Categories Evictions and Crazy Stories Real Estate
May 22, 2024 Mark Ferguson
Post-occupancy agreements can be risky. In this article, I'll go into more detail about post-occupancy agreements and pre-occupancy agreements. I'll also detail a particularly challenging real estate transaction I personally had. The ordeal brought a lot of attention to my YouTube channel, but it also highlighted many of the pitfalls associated with these agreements.
We will also touch on pre-occupancy agreements and the evolving real estate and tenancy laws that are making these situations increasingly complicated.
Video: Post-occupancy risks – Horror stories
My personal post-move-in contract nightmare
A year ago, I bought a property with a move-in contract, which allowed the seller to continue living in the home for 15 days after signing. If I stayed beyond that period, I was liable to pay $250 per day minus a $5,000 overstay penalty. Despite these precautions, the experience was a nightmare.
The sellers further complicated the situation by repeatedly promising to move out “tomorrow” and extending their stay. I eventually obtained possession, but spent nearly the entire $5,000 contingency fee to extend the number of days they stayed. The title company held the disputed amount for a year before finally releasing it to me, bringing an end to a stressful and drawn-out process.
Why are post-occupancy contracts risky?
For the typical home buyer and seller, post-occupancy contracts can have disastrous consequences. If the seller refuses to evict, the buyer must follow state eviction guidelines, which can take months or even years depending on the state.

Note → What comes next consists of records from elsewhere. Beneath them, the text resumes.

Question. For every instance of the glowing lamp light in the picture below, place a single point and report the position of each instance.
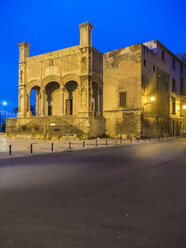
(152, 98)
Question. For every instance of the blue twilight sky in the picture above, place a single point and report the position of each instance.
(52, 25)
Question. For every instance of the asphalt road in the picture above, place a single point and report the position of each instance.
(131, 196)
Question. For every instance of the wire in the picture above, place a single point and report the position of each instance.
(15, 42)
(35, 16)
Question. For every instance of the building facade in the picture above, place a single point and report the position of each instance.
(130, 92)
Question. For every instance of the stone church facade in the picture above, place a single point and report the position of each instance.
(133, 91)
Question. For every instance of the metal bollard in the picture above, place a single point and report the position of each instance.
(10, 149)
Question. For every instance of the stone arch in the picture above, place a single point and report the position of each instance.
(71, 97)
(95, 92)
(34, 100)
(70, 77)
(31, 84)
(50, 78)
(50, 89)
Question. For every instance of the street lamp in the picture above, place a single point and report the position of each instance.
(2, 104)
(152, 98)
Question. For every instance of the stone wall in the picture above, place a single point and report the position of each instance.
(122, 73)
(57, 127)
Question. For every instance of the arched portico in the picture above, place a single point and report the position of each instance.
(71, 98)
(51, 97)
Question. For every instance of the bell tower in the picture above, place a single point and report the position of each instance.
(85, 34)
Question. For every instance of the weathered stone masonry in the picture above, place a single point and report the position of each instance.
(80, 91)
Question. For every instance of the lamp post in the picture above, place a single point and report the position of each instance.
(2, 104)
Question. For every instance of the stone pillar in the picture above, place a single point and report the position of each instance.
(29, 113)
(42, 105)
(85, 34)
(62, 101)
(23, 54)
(37, 102)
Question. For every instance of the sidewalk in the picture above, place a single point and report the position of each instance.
(22, 146)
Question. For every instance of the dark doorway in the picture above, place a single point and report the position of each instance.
(71, 86)
(173, 128)
(68, 106)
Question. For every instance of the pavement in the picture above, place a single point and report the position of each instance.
(129, 196)
(20, 146)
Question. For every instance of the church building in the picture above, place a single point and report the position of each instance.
(136, 91)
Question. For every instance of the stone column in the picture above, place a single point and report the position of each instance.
(29, 113)
(37, 102)
(62, 101)
(42, 105)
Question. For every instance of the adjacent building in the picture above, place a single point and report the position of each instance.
(136, 91)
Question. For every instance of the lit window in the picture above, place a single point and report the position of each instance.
(162, 55)
(173, 85)
(123, 100)
(173, 64)
(173, 106)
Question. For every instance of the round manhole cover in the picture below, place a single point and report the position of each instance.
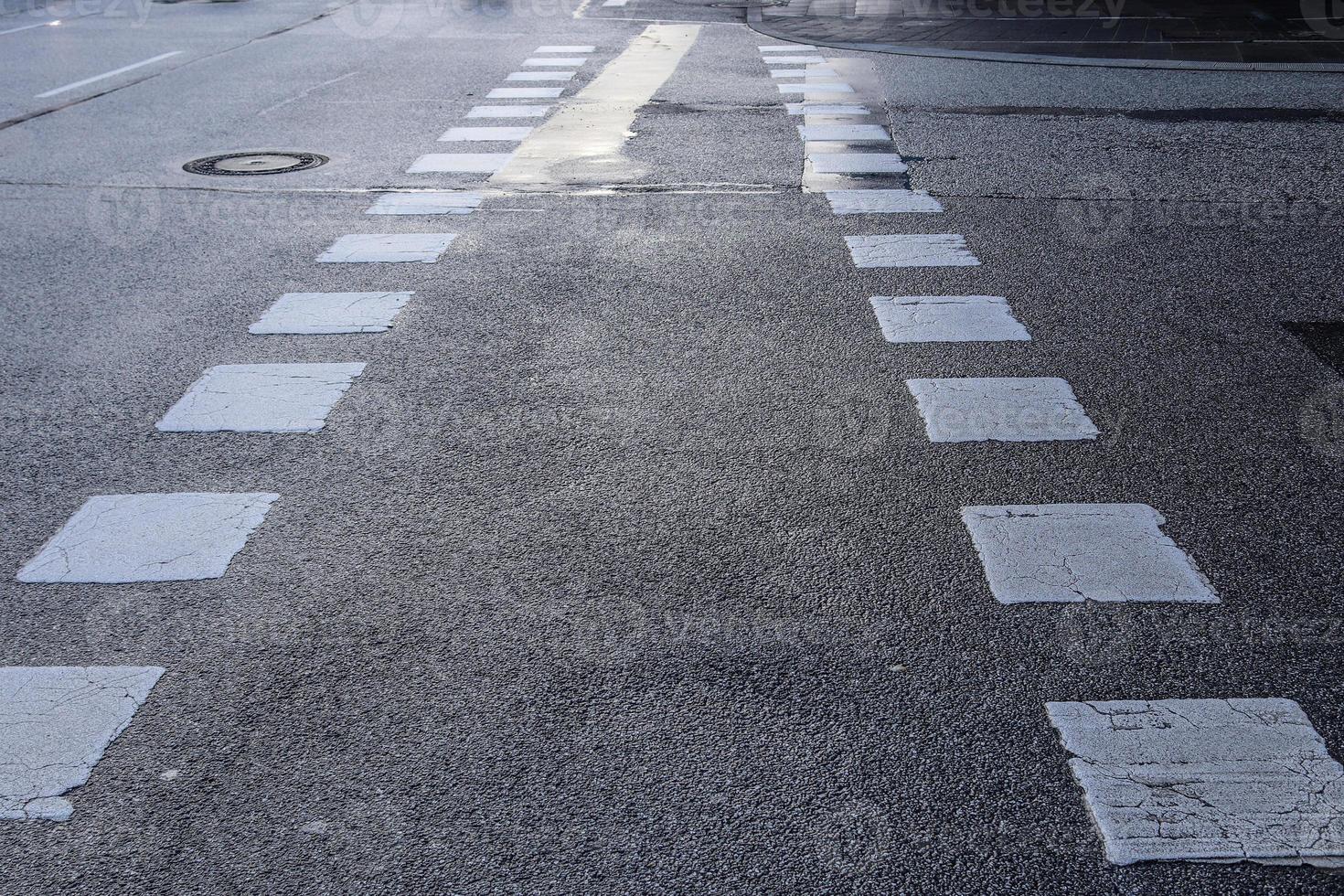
(254, 163)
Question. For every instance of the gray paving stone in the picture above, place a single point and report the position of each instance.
(425, 202)
(882, 202)
(388, 248)
(331, 314)
(1034, 409)
(946, 318)
(56, 723)
(910, 251)
(1217, 781)
(261, 398)
(1072, 552)
(149, 538)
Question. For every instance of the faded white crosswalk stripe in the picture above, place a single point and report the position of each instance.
(261, 398)
(56, 724)
(1072, 552)
(1215, 781)
(151, 538)
(1000, 409)
(425, 249)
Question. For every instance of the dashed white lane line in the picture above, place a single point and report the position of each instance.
(56, 724)
(857, 163)
(149, 538)
(1220, 781)
(1000, 409)
(1072, 552)
(816, 86)
(882, 202)
(586, 137)
(948, 318)
(555, 60)
(910, 251)
(484, 134)
(480, 163)
(508, 112)
(846, 133)
(826, 109)
(331, 314)
(388, 248)
(109, 74)
(429, 202)
(540, 76)
(261, 398)
(525, 93)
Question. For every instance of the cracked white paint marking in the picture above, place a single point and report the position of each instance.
(149, 538)
(882, 202)
(425, 202)
(56, 723)
(1072, 552)
(454, 134)
(479, 163)
(261, 398)
(1001, 409)
(331, 314)
(555, 60)
(816, 86)
(946, 318)
(910, 251)
(826, 109)
(540, 76)
(1218, 781)
(846, 133)
(508, 112)
(525, 93)
(857, 163)
(585, 140)
(388, 248)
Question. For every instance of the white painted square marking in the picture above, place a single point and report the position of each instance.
(846, 133)
(425, 202)
(1218, 781)
(857, 163)
(56, 723)
(948, 318)
(555, 60)
(388, 248)
(882, 202)
(261, 398)
(460, 163)
(1001, 409)
(816, 86)
(508, 112)
(910, 251)
(540, 76)
(149, 538)
(483, 134)
(331, 314)
(811, 71)
(826, 109)
(525, 93)
(1072, 552)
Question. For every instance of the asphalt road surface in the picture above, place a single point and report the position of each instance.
(625, 563)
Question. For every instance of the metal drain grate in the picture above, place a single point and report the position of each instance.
(1326, 338)
(254, 163)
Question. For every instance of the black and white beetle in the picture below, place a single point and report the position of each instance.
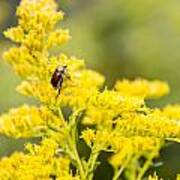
(58, 78)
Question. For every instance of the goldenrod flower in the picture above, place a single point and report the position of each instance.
(117, 120)
(142, 88)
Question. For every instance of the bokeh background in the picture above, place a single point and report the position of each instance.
(120, 39)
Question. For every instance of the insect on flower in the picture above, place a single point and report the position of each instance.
(58, 78)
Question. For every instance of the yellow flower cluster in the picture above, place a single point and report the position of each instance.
(42, 162)
(142, 88)
(111, 120)
(154, 177)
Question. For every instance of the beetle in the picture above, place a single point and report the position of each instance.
(58, 78)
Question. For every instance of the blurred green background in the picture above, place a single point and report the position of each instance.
(119, 38)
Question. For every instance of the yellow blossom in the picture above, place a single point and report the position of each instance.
(142, 88)
(112, 120)
(127, 147)
(154, 177)
(103, 107)
(28, 121)
(149, 125)
(42, 163)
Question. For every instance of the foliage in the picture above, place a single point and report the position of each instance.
(116, 121)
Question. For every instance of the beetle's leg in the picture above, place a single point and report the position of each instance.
(67, 76)
(59, 87)
(59, 91)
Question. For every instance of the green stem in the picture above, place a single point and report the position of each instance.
(91, 164)
(145, 166)
(119, 171)
(73, 145)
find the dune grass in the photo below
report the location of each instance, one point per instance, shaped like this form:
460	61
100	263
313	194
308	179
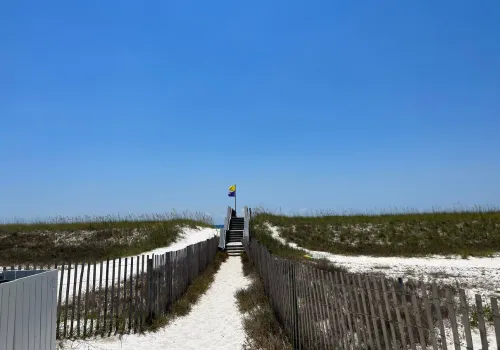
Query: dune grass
91	237
466	233
262	328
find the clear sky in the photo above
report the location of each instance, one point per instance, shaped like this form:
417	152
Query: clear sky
142	106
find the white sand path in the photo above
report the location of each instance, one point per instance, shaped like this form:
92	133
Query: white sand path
213	323
187	237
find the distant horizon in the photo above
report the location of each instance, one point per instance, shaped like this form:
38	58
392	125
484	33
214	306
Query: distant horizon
144	107
315	213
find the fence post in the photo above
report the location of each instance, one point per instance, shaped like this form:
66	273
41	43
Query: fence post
150	290
169	280
295	310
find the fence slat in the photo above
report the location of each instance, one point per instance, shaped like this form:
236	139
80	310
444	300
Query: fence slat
428	313
86	301
73	300
112	302
409	325
378	301
418	320
124	309
332	325
104	319
355	311
66	302
303	309
295	307
368	331
137	295
374	315
465	318
131	296
99	307
143	294
481	323
79	315
338	310
59	310
453	319
401	324
118	287
94	269
385	294
437	307
322	304
496	319
317	308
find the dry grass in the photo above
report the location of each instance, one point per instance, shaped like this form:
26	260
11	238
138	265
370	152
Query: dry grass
262	328
120	307
474	232
91	238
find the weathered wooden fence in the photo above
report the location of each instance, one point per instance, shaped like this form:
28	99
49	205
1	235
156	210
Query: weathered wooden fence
123	295
321	307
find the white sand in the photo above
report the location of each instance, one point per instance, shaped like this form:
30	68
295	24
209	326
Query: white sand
475	275
188	237
213	323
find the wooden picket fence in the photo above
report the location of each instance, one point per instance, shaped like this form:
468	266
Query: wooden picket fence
124	295
322	307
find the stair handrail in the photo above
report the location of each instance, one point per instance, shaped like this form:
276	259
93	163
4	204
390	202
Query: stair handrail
222	236
246	225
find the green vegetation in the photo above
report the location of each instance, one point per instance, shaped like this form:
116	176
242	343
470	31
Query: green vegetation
407	234
91	238
100	300
262	328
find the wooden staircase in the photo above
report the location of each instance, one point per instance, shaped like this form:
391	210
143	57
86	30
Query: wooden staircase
234	236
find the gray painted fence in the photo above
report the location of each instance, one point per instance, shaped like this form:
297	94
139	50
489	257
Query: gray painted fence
28	305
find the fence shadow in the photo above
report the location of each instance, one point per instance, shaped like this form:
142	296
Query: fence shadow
324	307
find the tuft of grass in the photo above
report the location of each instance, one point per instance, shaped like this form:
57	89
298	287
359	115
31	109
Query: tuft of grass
465	233
193	293
262	328
91	237
136	305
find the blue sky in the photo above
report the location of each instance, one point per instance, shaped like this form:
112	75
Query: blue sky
138	107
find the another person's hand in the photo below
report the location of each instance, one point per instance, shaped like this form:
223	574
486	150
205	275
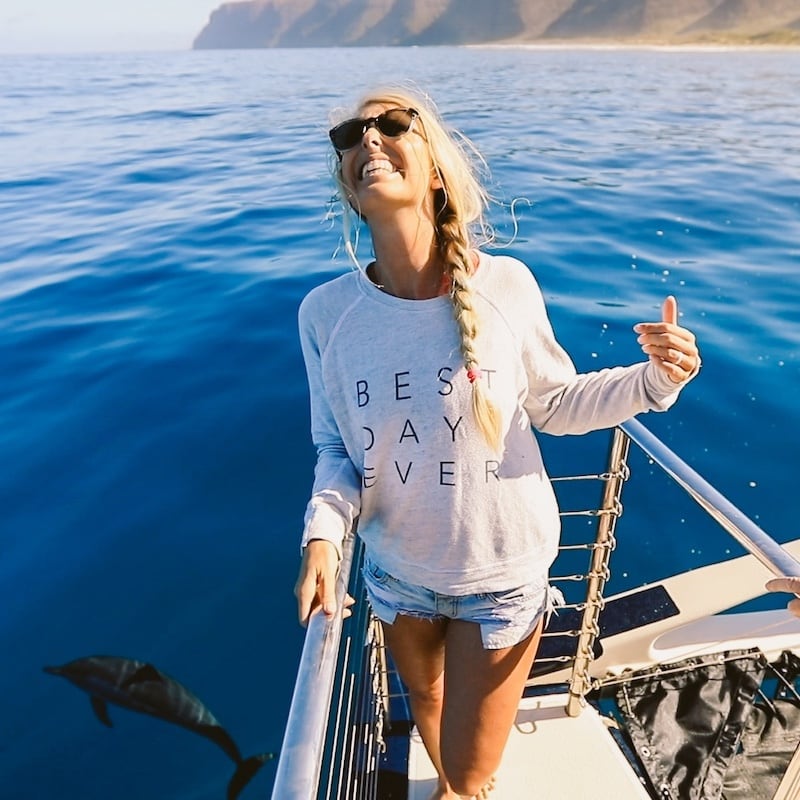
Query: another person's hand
670	347
790	585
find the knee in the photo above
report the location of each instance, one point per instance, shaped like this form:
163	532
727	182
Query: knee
429	694
467	783
464	778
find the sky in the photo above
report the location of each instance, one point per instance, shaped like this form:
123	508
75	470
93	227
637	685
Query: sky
60	26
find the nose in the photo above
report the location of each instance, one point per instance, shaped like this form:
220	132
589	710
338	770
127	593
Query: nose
371	135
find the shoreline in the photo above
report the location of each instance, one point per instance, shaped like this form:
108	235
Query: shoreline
712	47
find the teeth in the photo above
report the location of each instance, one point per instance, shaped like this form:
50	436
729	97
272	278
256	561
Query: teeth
373	167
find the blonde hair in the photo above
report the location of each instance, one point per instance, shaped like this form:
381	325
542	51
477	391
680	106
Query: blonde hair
460	205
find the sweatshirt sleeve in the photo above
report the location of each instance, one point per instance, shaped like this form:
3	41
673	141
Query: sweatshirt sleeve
336	494
561	401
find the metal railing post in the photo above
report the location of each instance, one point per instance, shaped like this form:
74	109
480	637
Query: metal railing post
298	770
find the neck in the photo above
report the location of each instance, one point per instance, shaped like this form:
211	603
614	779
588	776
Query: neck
408	266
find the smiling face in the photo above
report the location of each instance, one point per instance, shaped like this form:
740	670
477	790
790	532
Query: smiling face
383	174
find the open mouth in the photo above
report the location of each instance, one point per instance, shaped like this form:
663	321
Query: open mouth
375	167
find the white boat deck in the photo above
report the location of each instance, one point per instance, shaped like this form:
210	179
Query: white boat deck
549	756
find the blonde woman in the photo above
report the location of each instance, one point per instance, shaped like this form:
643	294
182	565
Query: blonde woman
428	370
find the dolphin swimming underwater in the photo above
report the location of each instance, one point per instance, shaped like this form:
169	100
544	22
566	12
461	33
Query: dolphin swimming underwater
139	686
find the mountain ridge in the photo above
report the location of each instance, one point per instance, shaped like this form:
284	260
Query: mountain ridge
354	23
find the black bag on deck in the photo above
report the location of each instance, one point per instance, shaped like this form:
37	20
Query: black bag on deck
686	720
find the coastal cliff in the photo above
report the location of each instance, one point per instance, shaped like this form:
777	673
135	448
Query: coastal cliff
341	23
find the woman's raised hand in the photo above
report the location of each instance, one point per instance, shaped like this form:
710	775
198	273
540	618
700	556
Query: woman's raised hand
669	346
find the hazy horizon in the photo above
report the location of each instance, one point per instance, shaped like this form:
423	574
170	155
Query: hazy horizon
85	26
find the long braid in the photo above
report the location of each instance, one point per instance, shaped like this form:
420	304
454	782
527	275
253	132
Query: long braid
455	251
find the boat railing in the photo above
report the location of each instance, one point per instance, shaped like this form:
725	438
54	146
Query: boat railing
335	732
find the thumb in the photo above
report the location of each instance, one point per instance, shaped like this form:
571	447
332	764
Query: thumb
669	310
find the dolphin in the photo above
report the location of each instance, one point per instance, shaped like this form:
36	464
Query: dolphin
141	687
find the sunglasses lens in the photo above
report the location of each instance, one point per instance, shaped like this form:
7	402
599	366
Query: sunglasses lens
347	134
394	122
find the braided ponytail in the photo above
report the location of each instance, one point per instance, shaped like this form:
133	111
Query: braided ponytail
456	254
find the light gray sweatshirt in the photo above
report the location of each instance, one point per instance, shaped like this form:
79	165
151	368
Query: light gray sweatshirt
397	444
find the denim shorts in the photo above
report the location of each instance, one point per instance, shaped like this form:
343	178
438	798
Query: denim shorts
505	618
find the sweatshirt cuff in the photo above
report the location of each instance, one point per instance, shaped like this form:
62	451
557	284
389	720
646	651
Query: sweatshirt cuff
324	522
660	388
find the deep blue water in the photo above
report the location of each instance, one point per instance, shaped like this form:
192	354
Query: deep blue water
161	216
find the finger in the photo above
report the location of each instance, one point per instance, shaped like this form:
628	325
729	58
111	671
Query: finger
306	592
669	310
791	585
327	594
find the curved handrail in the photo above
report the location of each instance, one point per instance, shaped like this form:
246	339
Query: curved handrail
298	770
755	540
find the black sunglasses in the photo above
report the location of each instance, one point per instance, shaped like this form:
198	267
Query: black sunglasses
394	122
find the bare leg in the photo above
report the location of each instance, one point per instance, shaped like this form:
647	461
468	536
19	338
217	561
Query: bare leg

This delay can cause a huge financial burden, especially if the buyer needs to move in immediately or housing costs double.
It is important to understand that no matter how friendly and trustworthy the seller may seem, risks remain. Some sellers are adept at taking advantage of these situations and know how to manipulate the system to their advantage. Always negotiate to deduct a significant amount, at least $10,000 or more depending on the value of the property, to encourage the seller to move out quickly.
How evictions work and how you can avoid them as a landlord
Pre-Occupancy Agreements: An Equally Thorny Issue
Pre-occupancy agreements, where a buyer moves in before the sale is finalized, can be problematic as well. If the sale does not close, a buyer who is already in the property may refuse to move out, creating similar eviction issues. Even simply allowing a buyer to store items in the garage gives the buyer ownership rights, complicating the eviction process.
As a real estate agent and broker with over 20 years of experience, I always advise my clients to avoid both pre-occupancy and post-occupancy agreements whenever possible. The convenience these agreements provide is not worth the potential legal and financial issues.
Real World Results
In my case, a post-occupancy agreement allowed me to use the situation to my advantage on social media, but the average home buyer or seller doesn't have that luxury. Evictions are time-consuming and expensive, with legal fees, potential property damage, and lost rental income. The emotional and financial toll can be immense.
Practical advice for home buyers and sellers
If you have to enter into a post-occupancy agreement, make sure the contract is written in your favor.
Withhold a substantial amount of money to encourage the seller to move out. If the seller overstays their welcome period, impose stiff penalties on a daily basis, and make sure the penalties are substantial. Consult with an attorney to fully understand your rights and obligations.
Avoid pre-occupancy agreements if possible, and if they are necessary, make sure they have clear terms in place, such as a sufficient deposit and a written contract outlining the consequences if the deal doesn't go through.
In my “Master the Deal” course, I also cover a variety of other ways to find great deals.
Conclusion
As an experienced investor, I continue to approach post-occupancy agreements, but I do so carefully and with a clear strategy to mitigate risk. For most home buyers and sellers, the best advice is to avoid these agreements to prevent a potential nightmare.
Looking for the best ways to invest in real estate? Check out my complete real estate investing guide.